SALEM — The town’s rail trail project is starting to pick up steam.
Selectmen voted unanimously Monday to allow the work to begin and to accept a $25,000 donation for the project from the Friends of Salem Bike-Ped Corridor. They agreed to sign a contract with a Nevada-based organization that will help turn the old railroad bed into a beautiful trail for walkers and cyclists.
The project is spearheaded by local resident David Topham and other members of the Friends group, including Linda Harvey. Topham, who outlined the project for selectmen before their vote, said he was pleased to receive approval, but not surprised.
The town, including community development director William Scott, has been working with the group since 2006. No taxpayer money will be used for the project, Topham said. “I felt like we had a leg up,” he said yesterday. “I felt pretty good going into it.”
Before accepting the donation, Selectman Stephen Campbell said he wanted to make sure the money would only be spent on the rail trail.
Approximately 20 supporters of the project packed the Knightly Meeting Room at Town Hall, Topham said.
Residents have backed the project since it was first proposed in the 1990s. Receiving approval from selectmen means there is only one more hurdle to overcome before work can begin, Topham said.

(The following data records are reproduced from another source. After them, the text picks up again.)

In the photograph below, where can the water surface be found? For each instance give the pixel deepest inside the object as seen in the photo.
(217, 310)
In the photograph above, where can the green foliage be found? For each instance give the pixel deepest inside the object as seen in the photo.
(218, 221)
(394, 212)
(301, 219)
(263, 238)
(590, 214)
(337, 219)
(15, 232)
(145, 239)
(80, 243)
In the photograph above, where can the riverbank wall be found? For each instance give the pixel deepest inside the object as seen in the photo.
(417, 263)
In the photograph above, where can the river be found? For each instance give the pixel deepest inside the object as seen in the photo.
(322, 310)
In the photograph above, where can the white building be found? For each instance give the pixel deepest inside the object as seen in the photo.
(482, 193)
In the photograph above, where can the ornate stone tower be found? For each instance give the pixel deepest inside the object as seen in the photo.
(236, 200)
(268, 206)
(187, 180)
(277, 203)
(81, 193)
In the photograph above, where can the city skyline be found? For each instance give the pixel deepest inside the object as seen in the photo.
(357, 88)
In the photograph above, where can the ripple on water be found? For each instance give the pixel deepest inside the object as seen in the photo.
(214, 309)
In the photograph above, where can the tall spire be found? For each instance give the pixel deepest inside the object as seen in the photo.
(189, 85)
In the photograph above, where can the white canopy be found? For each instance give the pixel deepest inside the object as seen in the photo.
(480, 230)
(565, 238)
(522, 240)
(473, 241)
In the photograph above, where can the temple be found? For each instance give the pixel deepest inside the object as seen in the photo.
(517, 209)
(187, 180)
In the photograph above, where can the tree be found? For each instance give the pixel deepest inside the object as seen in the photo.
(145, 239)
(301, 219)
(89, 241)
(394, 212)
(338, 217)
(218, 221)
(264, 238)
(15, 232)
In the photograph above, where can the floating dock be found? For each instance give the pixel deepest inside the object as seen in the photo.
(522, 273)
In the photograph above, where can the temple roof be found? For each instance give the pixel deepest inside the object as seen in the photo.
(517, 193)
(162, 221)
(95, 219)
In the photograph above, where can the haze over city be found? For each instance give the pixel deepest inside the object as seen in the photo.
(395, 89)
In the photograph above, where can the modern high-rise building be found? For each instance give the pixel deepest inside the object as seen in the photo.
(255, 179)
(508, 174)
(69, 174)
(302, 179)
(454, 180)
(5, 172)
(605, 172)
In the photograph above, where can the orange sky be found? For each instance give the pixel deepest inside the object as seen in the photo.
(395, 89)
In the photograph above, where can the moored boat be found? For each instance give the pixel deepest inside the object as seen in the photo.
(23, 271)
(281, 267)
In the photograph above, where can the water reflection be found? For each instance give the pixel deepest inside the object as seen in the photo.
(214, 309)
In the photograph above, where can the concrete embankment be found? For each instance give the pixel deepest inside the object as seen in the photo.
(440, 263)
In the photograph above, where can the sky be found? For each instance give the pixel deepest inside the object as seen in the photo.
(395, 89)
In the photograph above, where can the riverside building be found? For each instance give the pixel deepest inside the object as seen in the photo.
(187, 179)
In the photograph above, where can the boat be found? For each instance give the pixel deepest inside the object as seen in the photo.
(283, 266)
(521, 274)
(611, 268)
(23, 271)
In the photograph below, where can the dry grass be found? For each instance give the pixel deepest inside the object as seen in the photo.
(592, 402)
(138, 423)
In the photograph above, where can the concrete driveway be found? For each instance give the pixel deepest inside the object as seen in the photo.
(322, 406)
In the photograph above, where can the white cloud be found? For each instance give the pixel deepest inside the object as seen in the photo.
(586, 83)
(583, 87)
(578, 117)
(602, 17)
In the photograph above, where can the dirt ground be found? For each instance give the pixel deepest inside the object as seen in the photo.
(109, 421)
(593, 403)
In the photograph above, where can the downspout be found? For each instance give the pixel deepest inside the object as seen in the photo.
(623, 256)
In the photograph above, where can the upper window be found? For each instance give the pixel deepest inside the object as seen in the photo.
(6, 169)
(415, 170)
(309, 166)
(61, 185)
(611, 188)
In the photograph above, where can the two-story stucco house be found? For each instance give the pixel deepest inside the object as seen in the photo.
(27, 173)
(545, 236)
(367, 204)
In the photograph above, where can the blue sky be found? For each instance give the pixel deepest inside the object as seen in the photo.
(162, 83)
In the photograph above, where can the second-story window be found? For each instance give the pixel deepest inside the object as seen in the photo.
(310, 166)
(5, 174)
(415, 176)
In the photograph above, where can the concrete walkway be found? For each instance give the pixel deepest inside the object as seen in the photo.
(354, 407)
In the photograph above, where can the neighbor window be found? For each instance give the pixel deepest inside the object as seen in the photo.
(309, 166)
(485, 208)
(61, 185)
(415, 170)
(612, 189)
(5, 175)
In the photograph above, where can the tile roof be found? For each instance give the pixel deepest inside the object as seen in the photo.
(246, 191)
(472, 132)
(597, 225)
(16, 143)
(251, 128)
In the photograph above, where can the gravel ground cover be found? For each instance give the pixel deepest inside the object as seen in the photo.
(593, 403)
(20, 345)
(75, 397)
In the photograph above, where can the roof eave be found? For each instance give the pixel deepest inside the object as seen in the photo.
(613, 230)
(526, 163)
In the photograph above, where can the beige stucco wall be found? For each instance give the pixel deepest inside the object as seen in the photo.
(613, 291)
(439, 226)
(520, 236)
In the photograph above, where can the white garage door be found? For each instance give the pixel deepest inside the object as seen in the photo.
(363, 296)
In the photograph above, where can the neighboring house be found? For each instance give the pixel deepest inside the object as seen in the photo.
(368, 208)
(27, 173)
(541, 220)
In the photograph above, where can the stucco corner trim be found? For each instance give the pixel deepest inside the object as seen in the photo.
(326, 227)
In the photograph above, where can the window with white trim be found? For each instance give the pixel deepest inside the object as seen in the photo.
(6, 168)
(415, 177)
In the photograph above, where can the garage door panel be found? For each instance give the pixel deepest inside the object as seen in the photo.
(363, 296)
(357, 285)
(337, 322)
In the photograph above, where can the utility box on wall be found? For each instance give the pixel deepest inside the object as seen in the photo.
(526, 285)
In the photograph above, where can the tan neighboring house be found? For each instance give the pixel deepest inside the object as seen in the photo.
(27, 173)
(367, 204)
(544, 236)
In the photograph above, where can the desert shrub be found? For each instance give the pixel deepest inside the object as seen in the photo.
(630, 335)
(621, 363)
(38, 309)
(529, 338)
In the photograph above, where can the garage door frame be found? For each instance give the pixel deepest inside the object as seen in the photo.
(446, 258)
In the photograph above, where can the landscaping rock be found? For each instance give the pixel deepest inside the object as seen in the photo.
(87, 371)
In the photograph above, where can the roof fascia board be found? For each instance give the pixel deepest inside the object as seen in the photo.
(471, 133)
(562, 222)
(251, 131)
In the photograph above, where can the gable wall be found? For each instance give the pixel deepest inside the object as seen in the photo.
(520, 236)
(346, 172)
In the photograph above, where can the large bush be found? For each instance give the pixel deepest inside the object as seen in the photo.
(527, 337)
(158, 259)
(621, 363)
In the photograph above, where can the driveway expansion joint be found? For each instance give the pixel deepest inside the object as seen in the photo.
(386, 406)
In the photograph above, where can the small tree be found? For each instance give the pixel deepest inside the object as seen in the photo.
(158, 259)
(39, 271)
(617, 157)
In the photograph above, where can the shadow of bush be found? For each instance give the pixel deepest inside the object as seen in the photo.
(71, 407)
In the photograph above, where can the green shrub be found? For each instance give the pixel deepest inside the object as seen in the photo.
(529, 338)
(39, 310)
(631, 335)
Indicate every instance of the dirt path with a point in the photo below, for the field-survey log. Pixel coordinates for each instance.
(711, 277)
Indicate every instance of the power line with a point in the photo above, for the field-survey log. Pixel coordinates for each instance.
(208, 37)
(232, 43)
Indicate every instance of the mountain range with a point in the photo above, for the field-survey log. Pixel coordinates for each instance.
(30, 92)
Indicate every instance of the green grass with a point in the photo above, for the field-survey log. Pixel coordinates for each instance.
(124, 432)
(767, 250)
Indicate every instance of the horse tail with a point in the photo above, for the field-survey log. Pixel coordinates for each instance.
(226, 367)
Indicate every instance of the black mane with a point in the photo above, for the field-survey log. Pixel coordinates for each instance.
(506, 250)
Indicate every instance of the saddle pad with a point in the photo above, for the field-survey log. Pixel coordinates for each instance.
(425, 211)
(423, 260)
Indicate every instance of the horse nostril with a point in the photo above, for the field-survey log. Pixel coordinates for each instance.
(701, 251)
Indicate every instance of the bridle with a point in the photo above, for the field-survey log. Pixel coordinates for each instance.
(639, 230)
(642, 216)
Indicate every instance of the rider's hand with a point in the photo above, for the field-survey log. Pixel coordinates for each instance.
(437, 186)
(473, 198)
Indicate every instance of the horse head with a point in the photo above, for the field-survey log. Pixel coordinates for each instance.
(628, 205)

He said his group learned only a couple of weeks ago from the U.S. Environmental Protection Agency that a stormwater runoff permit was still needed. A local engineering firm is seeking the permit, with hope the Iron Horse Preservation Society can begin work later this month, Topham said. “Iron Horse is ready to start in Salem this week,” he said.
Joseph Hattrup, the organization’s chief operating officer, also appeared before selectmen Monday night.
Members of the railroad preservation group travel around the country and pull up old track for free. They fund the work by selling the track and equipment to help restore historic railroads.